In a sugar refinery’s cane fields, fire broke out around 4 am on a 12-m long container with forty 50-litre drums of sodium hydrosulphite, formerly used to whiten sugar. Rubber and metal waste (worn belts, equipment) were stored towards the front of the container while awaiting disposal by a specialist.
The watchman notified the site’s Safety and Environment Manager, who asked that emergency backup be called before informing the refinery director, prompting the director to visit the site. At the scene by 4:30 am, fire-fighters set up a safety perimeter, attacked the burning rubber and wood (pallets and the container floor), and eliminated the smoke plume heading towards the sea. The inspection authorities for classified facilities, alerted at 7:30 am, arrived at the site. Personnel were evacuated and adjacent industries duly warned. Given the dominating wind directions and nearby dwellings, a mobile measurement station was installed by ORA (Regional Air Observatory) upon inspectorate request. The fire fuelled by plastics and wood was brought under control by 2 pm. High CO and H2S concentrations (100 ppm after ventilation) were measured both inside and surrounding the container. In observing that smoke was escaping from 5 barrels, first responders cooled the container, whose temperature had risen to 110°C over its upper part and 70°C in the lower section. Since the accessible hydrosulphite barrels were at 90°C, i.e. above the product decomposition temperature, they were removed and placed under a double sarcophagus in 200-litre jugs filled with sand, with these jugs being stored in 1-m³ bulk vessels also filled with sand. This mitigation step was completed by about 10:30 pm, and the fire department monitoring plan was lifted at 8:30 the next morning.
This fire was caused jointly by heavy rains sweeping across the island and inappropriate storage conditions, i.e. damaged barrels of sodium hydrosulphite reacting violently in contact with water. This extremely exothermic reaction led to the formation of SO2, though the confined vessels (i.e. barrels) and high temperature also induced a strong release of H2S.
On-site waste management policy did not comply with either the Prefectural order or the storage conditions indicated in the product safety sheet, given: a permeable storage zone, no protections in place against foul weather, distinct storage zones for the various wastes not clearly delineated, and lack of an effective sorting protocol.

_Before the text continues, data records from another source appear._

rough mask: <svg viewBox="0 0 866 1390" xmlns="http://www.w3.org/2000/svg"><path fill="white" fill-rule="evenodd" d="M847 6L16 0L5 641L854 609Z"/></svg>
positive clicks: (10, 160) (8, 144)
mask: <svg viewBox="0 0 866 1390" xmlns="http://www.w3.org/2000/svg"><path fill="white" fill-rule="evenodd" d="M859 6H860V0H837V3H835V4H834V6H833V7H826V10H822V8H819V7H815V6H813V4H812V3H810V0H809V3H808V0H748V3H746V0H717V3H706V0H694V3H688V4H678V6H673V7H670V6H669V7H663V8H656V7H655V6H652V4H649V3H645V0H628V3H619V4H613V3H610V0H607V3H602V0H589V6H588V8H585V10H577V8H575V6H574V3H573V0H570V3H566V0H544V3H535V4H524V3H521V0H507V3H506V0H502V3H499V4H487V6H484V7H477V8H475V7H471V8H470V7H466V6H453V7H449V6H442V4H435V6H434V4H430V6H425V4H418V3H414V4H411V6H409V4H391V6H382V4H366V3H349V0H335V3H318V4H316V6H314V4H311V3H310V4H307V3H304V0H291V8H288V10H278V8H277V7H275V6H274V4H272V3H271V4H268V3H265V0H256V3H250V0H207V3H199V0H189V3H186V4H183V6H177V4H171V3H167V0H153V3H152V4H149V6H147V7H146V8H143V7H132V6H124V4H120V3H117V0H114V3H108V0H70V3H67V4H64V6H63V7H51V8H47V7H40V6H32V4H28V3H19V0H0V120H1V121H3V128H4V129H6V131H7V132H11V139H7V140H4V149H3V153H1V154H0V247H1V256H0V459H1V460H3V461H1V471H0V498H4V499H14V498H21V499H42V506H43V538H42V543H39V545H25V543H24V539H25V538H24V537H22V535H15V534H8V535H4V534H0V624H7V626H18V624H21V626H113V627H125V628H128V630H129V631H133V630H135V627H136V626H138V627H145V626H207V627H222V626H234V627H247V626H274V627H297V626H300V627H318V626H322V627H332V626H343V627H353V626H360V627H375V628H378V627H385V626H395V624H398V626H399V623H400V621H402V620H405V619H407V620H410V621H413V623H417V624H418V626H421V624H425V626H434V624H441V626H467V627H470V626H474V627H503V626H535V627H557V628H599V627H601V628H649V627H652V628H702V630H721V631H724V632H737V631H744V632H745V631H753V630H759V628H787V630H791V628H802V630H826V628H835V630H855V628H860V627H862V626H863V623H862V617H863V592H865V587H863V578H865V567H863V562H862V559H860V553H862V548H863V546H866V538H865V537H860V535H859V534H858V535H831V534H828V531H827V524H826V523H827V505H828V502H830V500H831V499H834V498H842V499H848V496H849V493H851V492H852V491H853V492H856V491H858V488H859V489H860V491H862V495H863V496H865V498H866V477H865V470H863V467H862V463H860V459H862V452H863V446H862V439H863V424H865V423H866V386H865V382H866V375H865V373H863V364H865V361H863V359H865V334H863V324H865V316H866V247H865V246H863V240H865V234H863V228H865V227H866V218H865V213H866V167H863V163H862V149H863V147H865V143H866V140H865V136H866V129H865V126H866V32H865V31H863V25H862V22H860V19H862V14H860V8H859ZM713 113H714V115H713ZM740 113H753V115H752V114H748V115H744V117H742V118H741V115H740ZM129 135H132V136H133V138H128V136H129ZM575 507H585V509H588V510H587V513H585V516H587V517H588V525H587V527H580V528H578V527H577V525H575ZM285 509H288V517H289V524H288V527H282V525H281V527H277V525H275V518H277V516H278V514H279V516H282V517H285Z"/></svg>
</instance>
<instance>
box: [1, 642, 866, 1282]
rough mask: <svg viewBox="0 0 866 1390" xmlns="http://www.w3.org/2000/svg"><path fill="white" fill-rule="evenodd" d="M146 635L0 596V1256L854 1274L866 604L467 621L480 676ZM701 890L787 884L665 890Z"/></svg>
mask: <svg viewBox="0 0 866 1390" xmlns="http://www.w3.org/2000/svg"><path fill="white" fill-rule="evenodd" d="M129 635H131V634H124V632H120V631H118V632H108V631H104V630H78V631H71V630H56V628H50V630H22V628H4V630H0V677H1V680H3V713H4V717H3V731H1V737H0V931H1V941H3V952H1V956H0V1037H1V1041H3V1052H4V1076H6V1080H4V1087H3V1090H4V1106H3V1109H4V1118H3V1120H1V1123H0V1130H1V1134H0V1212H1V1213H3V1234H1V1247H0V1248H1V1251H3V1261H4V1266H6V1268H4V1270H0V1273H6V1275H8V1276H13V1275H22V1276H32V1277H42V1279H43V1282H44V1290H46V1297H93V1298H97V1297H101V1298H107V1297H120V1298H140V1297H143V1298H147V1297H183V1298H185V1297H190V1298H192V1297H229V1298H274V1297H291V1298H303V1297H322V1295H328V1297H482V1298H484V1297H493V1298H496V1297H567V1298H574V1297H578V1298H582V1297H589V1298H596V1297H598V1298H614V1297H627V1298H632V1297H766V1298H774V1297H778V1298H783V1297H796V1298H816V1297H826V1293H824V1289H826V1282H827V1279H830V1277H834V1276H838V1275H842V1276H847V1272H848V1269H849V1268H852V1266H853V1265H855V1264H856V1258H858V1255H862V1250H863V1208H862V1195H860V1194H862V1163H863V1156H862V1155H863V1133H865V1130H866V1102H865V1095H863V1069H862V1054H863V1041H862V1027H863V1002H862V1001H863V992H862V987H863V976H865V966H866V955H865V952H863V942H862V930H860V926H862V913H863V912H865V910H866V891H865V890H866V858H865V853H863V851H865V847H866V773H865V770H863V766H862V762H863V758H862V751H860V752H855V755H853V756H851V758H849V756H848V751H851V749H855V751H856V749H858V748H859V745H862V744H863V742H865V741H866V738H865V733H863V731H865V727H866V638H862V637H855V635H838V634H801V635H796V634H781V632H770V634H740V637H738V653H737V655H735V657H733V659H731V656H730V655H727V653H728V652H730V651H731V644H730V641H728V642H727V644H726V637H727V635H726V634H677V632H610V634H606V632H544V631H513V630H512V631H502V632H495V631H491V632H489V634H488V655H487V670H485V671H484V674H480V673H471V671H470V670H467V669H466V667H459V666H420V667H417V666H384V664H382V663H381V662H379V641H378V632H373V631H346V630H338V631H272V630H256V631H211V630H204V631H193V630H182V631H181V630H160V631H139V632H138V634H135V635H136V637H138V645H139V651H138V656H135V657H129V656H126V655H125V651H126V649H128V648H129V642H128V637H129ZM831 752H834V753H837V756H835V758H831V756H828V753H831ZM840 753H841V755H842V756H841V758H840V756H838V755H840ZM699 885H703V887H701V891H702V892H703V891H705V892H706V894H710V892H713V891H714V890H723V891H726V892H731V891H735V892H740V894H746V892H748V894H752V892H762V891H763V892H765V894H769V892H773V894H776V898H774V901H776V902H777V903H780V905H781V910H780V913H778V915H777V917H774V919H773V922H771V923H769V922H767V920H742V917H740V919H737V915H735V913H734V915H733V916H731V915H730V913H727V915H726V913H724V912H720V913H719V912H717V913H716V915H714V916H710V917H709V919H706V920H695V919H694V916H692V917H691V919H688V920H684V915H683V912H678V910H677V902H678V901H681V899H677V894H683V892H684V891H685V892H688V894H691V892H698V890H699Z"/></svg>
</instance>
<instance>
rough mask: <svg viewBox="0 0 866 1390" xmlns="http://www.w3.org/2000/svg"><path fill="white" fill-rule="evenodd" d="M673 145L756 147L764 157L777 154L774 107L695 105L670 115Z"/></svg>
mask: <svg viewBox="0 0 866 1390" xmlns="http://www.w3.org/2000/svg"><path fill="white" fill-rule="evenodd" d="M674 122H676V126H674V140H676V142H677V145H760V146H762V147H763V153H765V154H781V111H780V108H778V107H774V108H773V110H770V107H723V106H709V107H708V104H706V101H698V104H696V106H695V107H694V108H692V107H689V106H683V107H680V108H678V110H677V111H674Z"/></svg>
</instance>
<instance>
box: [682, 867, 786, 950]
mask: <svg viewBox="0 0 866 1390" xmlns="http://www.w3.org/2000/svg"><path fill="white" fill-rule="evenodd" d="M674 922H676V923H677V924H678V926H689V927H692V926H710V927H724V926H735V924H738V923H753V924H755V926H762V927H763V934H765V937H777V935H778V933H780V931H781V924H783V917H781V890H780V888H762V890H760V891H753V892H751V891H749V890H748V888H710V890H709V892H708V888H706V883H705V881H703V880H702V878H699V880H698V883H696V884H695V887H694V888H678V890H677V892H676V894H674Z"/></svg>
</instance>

In storage for over 5 years, some of these wastes should have been eliminated well before. The refinery operator was issued a formal notice to dispose of all non-hazardous wastes within a 2-week period and hazardous wastes, for which disposal streams had not yet been well organised, within 3 months. An emergency measure was proposed to: regulate combustible waste storage while awaiting its removal, and prescribe the minimal set of conditions to be respected, i.e. individual protective gear, fire detection and protection resources of sufficient quantity and properly allocated.